Fix. Check Alloy’s config (/etc/alloy/config.alloy) and journal. Check Tempo’s API directly (curl monitoring-0:3200/api/echo). Verify Grafana data source.
Prevention. Test each signal type end-to-end after Alloy config changes.
Symptom: Grafana login fails
Root cause. Admin credential changed without updating local custody, or the systemd unit is restarting.

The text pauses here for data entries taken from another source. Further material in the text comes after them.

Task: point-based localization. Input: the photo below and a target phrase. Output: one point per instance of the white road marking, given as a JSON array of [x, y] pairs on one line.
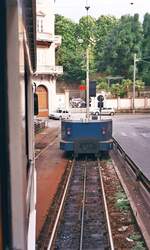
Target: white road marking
[[146, 135], [123, 133]]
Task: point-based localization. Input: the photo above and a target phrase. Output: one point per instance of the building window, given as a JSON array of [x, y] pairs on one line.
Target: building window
[[40, 25]]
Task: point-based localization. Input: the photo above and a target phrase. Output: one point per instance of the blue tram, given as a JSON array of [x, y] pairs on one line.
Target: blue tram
[[86, 137]]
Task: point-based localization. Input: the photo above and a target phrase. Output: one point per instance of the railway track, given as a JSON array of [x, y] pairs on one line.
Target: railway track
[[82, 221]]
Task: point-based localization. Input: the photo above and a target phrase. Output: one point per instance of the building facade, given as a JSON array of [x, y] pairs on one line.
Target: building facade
[[47, 72]]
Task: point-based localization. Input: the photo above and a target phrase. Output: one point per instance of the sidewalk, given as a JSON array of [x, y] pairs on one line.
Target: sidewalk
[[50, 166]]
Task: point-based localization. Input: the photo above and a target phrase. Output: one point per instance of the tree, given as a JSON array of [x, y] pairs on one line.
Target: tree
[[139, 85], [70, 54], [124, 40], [145, 66], [104, 25]]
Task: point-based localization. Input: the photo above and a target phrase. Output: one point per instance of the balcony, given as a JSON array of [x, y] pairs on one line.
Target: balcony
[[49, 70], [45, 37]]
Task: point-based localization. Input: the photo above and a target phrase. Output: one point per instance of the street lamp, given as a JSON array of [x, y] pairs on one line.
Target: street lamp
[[87, 7], [134, 79]]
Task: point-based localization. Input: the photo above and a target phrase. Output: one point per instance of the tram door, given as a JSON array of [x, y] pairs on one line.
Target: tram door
[[43, 101]]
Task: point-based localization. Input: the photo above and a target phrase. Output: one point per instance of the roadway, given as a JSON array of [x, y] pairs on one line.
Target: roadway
[[133, 134]]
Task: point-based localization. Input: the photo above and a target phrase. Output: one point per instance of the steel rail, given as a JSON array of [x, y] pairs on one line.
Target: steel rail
[[44, 149], [60, 209], [106, 209], [83, 209], [136, 170]]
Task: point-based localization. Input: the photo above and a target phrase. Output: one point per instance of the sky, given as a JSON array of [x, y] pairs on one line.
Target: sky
[[75, 9]]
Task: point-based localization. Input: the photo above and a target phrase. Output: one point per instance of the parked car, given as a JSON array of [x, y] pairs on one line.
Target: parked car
[[104, 111], [60, 114]]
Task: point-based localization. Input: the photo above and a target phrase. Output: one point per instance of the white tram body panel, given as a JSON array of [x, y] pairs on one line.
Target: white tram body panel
[[18, 62]]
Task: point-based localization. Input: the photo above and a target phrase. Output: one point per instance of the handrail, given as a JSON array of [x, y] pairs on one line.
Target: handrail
[[138, 173]]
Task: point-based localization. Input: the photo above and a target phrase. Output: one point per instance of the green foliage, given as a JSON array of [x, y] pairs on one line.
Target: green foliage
[[122, 202], [112, 43], [145, 66], [139, 85], [70, 54], [104, 25]]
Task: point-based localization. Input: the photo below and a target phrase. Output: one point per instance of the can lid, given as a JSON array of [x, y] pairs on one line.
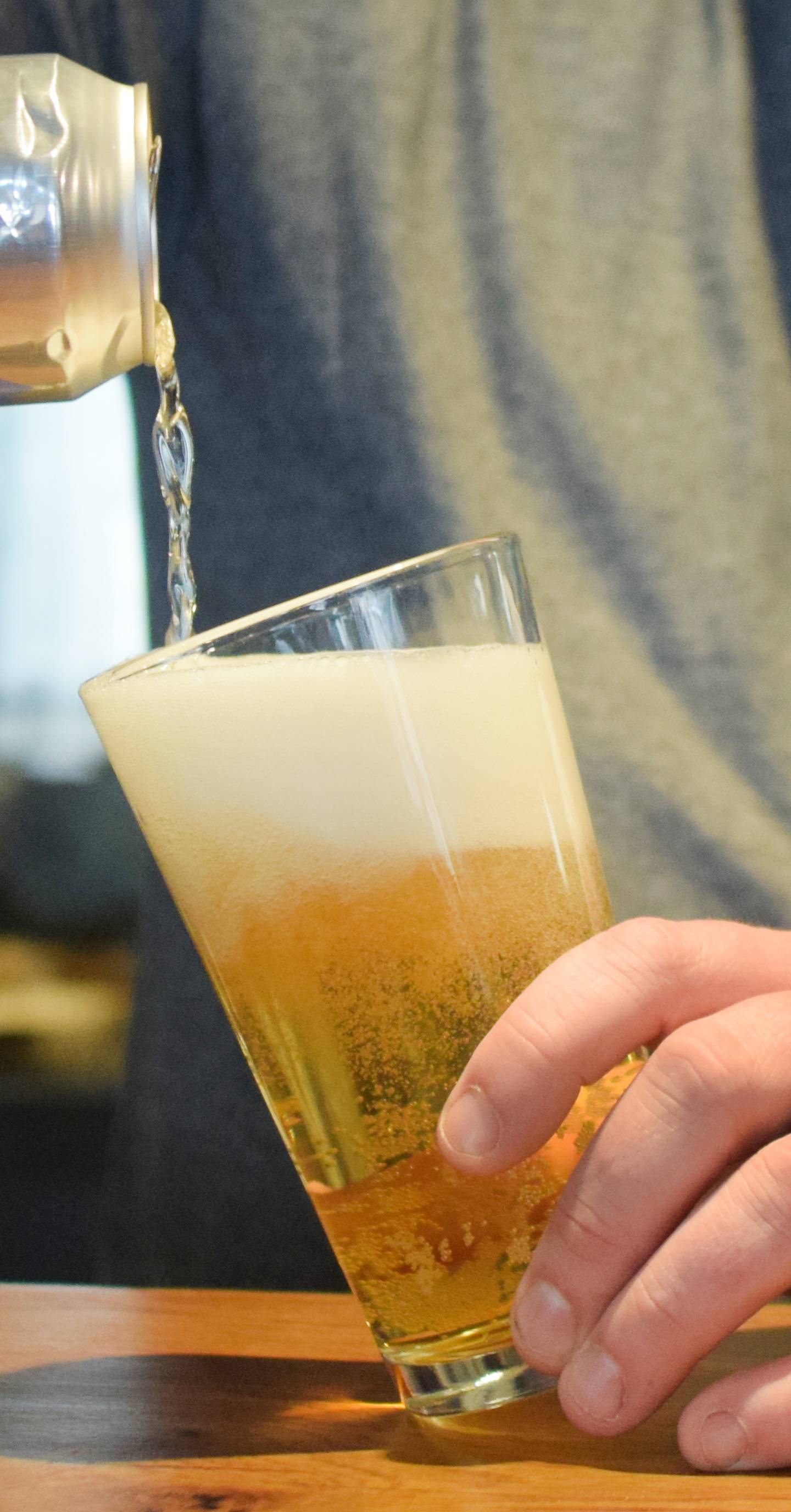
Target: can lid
[[146, 186]]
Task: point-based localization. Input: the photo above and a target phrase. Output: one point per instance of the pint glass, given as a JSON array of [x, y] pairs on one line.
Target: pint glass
[[366, 807]]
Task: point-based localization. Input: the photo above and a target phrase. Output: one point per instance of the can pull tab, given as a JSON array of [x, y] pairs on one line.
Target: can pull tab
[[155, 164]]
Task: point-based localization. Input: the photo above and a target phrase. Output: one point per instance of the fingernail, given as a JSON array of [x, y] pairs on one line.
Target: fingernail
[[471, 1125], [723, 1440], [543, 1326], [595, 1384]]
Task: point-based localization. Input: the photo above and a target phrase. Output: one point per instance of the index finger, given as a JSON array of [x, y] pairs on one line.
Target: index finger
[[587, 1010]]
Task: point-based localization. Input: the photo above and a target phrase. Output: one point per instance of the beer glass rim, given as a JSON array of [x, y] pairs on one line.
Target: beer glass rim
[[320, 599]]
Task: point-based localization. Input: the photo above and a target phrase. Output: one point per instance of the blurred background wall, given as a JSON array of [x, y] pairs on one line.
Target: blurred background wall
[[71, 861]]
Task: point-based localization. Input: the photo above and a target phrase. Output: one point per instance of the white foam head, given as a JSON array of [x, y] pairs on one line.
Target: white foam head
[[380, 755]]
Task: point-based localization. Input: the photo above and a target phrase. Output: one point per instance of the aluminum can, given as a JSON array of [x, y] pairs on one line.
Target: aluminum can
[[79, 274]]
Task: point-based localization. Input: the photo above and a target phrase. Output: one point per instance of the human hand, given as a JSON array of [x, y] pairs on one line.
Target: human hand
[[677, 1224]]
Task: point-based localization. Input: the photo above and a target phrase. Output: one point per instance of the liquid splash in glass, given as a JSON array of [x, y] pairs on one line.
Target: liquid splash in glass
[[175, 455]]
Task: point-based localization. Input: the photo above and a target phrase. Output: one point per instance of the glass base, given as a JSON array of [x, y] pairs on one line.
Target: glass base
[[468, 1386]]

Fix. Check /etc/grafana/grafana.ini for current admin user. Reset password via Grafana CLI if needed. Update custody.
Prevention. Track credential rotation under the secret custody runbook.
Symptom: dashboards / alert rules disappear after VM reboot
Root cause. Grafana provisioned dashboards live in /etc/grafana/provisioning/dashboards/*.yaml, not in the database. Manually-created UI dashboards live in /var/lib/grafana/grafana.db (SQLite). A reboot doesn’t delete either, but a rm -rf /var/lib/grafana (or volume-mount mishap) does.
Fix. Restore from snapshot, or recreate manually from documented intent.
Prevention. Snapshot /var/lib/grafana/grafana.db periodically. Provision important dashboards via config files in source control.
Symptom: Prometheus is OOM-killed
Root cause. Series cardinality exceeded what the VM can hold in memory.
Fix. Identify the high-cardinality metric (often a misconfigured label like instance=<random-pod-id>). Drop the metric or relabel-drop the offending label.
Prevention. Monitor Prometheus’s own prometheus_tsdb_head_series metric; alert on growth.
Symptom: grafana.mon.sub.comptech-lab.com returns TLS error
Root cause. Wildcard mon cert expired or HAProxy isn’t loading both certs. ACME automation lives on the pdns VM; renewal might have failed.
Fix. Verify cert expiry. Force acme.sh renewal on the pdns VM, copy renewed cert to HAProxy, reload HAProxy.
Prevention. Monitor *.mon.* cert expiry; alert at 14 days before expiry.
Roadmap
Per ADR 0012, the M1–M7 base stack is deployed. M8 (service integrations and dashboards) and M9 (operational hardening) remain open:
- M8: exporters, probes, dashboards, alert rules for Vault, Kafka, Redis, Jenkins, HAProxy, PowerDNS, Nexus, MinIO, Trivy, SigNoz, WSO2.
- M9: SLOs, alert routing, retention sizing, backups, restore drills, restart validation, Vault-backed credentials.
These are explicitly learning-track work; the goal is to develop intuition for production observability, not to declare production readiness on this VM.
References
opp-full-plat/adr/0012-monitoring-observability-learning-vm.md— VM design, component list, phase gates.- SigNoz Overview — the production-side counterpart.